# Bayesian Measurement Error Model

Consider inverse problems: to find $\theta$, an input to a mathematical model, given $y$ an observation of (some components of, or functions of) the solution of the model. We have an equation of the form

$$y = \mathcal{G}(\theta) + \eta$$

Here $\mathcal{G} : R^{N_{\theta}} \mapsto R^{N_y}$ denotes the parameter to observation map, and the observational noise $\eta$, is assumed to be drawn from a Gaussian with distribution $\mathcal{N}(0,\Sigma_{\eta})$.

## Optimization approach
From optimization viewpoint, the optimal $\theta$ can be solved by the following least square problem

$$\min_{\theta} \Phi(\theta, y) = \frac{1}{2}\lVert\Sigma_{\eta}^{-\frac{1}{2}} (y - \mathcal{G}(\theta)) \rVert^2$$

However, when the problem is not identifiable, (for example, when there are not enough observations, $\theta$ might not be uniquely determined) regularization is required :

$$\min_{\theta} \Phi_R(\theta, y) = \Phi(\theta, y) + \frac{1}{2}\lVert\Sigma_{0}^{-\frac{1}{2}} (\theta - r_0) \rVert^2$$

where $r_0$ and $\Sigma_0$ generally encode prior mean and covariance information about $\theta$.

## Probabilistic approach
From Bayesian viewpoint, $\theta$ and $y$ are treated as random variables, and the inverse problem can be formulated as posterior distribution approximation problem:

$$ 
\begin{align*}
p(\theta|y) &= \frac{p(y | \theta) p(\theta)}{p(y)}\\
&= \frac{1}{Z(y)} e^{-\Phi(\theta , y) } p_0(\theta) 
\end{align*}
$$

where $p_0(\theta)$ is the prior distribution of $\theta$ and $Z(y)$ is the normalization constant:

$$ Z(y) =  \int e^{-\Phi(\theta , y) } p_0(\theta) d\theta $$

When the prior is an uninformative prior (improper uniform prior), the posterior distribution becomes

$$ p(\theta|y) = \frac{1}{Z(y)} e^{-\Phi(\theta , y) } $$

When the prior is assumed to be a Gaussian distribution, the posterior distribution becomes

$$ p(\theta|y) = \frac{1}{Z(y)} e^{-\Phi_R(\theta , y) } $$

## Relations
The optimization viewpoint and the Bayesian viewpoint are linked via the fact:
* the minimizer of $\Phi(\theta,y)$ coincides with the maximum a posterior (MAP) estimator with an uninformative prior; 
* the minimizer of $\Phi_R(\theta,y)$ coincides with the MAP estimator.

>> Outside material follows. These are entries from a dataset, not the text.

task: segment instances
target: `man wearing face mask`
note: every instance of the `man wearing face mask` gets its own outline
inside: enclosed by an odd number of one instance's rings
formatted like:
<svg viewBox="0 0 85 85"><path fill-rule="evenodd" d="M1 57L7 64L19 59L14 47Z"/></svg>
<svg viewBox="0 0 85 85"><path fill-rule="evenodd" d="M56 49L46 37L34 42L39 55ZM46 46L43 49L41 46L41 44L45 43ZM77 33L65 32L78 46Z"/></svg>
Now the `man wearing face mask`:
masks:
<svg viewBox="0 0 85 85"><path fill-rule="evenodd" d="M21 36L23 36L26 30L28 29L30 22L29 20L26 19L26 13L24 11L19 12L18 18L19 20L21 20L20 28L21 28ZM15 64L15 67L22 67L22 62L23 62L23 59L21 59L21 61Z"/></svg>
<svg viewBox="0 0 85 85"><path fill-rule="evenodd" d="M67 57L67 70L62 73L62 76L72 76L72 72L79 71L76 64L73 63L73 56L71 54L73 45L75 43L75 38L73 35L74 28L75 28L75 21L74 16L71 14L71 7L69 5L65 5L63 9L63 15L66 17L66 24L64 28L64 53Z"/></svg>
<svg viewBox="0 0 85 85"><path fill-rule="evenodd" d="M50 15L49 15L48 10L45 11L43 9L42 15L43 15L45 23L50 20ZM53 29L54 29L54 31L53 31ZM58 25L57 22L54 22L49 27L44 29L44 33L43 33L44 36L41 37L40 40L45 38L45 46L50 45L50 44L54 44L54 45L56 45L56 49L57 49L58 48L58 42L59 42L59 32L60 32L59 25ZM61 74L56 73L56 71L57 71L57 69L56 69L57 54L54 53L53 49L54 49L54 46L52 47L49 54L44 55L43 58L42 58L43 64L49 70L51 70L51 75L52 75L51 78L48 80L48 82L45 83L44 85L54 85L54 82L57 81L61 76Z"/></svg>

## Linear Case : $\mathcal{G}(\theta) = G \theta$

When the parameter to observation map is linear, closed form of the posterior distibution exists:

* The posterior distribution with a Gaussian prior $\mathcal{N}(r_0, \Sigma_0)$ is 

    $$\theta|y \sim \mathcal{N}\Big(r_0 + \Sigma_0 G^T(\Sigma_{\eta} + G \Sigma_0 G^T)^{-1} (y - G r_0), \quad \Sigma_0 -\Sigma_0 G^T(\Sigma_{\eta} + G \Sigma_0G^T)^{-1} G\Sigma_0 \Big)$$

    It is worth mentioning the Sherman–Morrison–Woodbury formula 

    $$\Big(G^T \Sigma_{\eta}^{-1} G + \Sigma_0^{-1}\Big)^{-1} = \Sigma_0 -\Sigma_0 G^T(\Sigma_{\eta} + G \Sigma_0G^T)^{-1} G\Sigma_0$$

    Thus $G^T \Sigma_{\eta}^{-1} G + \Sigma_0^{-1}$ is the inverse of the covariance, which is called precision (matrix). 
    
    The posteior distribution can be rewritten as 
    
    $$\theta|y \sim \mathcal{N}\Big(r_0 + \Big(G^T \Sigma_{\eta}^{-1} G + \Sigma_0^{-1}\Big)^{-1} G^T\Sigma_{\eta}^{-1}(y - G r_0), \quad \Big(G^T \Sigma_{\eta}^{-1} G + \Sigma_0^{-1}\Big)^{-1} \Big)$$
    
    Moerover, the mean of the Gaussian distribution is its MAP estimator: 
    
    $$\textrm{argmin}_{\theta} \Phi_R(\theta, y)$$
    
    
* The posterior distribution with an uninformation prior is

    $$
    \theta|y \sim \mathcal{N}\Big((G \Sigma_{\eta}G^T)^{-1}  G^T \Sigma_{\eta}^{-1}y, \quad (G \Sigma_{\eta}G^T)^{-1}\Big)
    $$

    which exists only when $G$ has empty null space ($G^T \Sigma_{\eta}^{-1} G$ is not singular). 
    Moerover, the mean of the Gaussian distribution is its MAP estimator:
    
    $$\textrm{argmin}_{\theta} \Phi(\theta, y)$$

In a nutshell, when the parameter to observation map $\mathcal{G}$ is linear, the posterior distibution is also Gaussian with Gaussian or uninformative priors.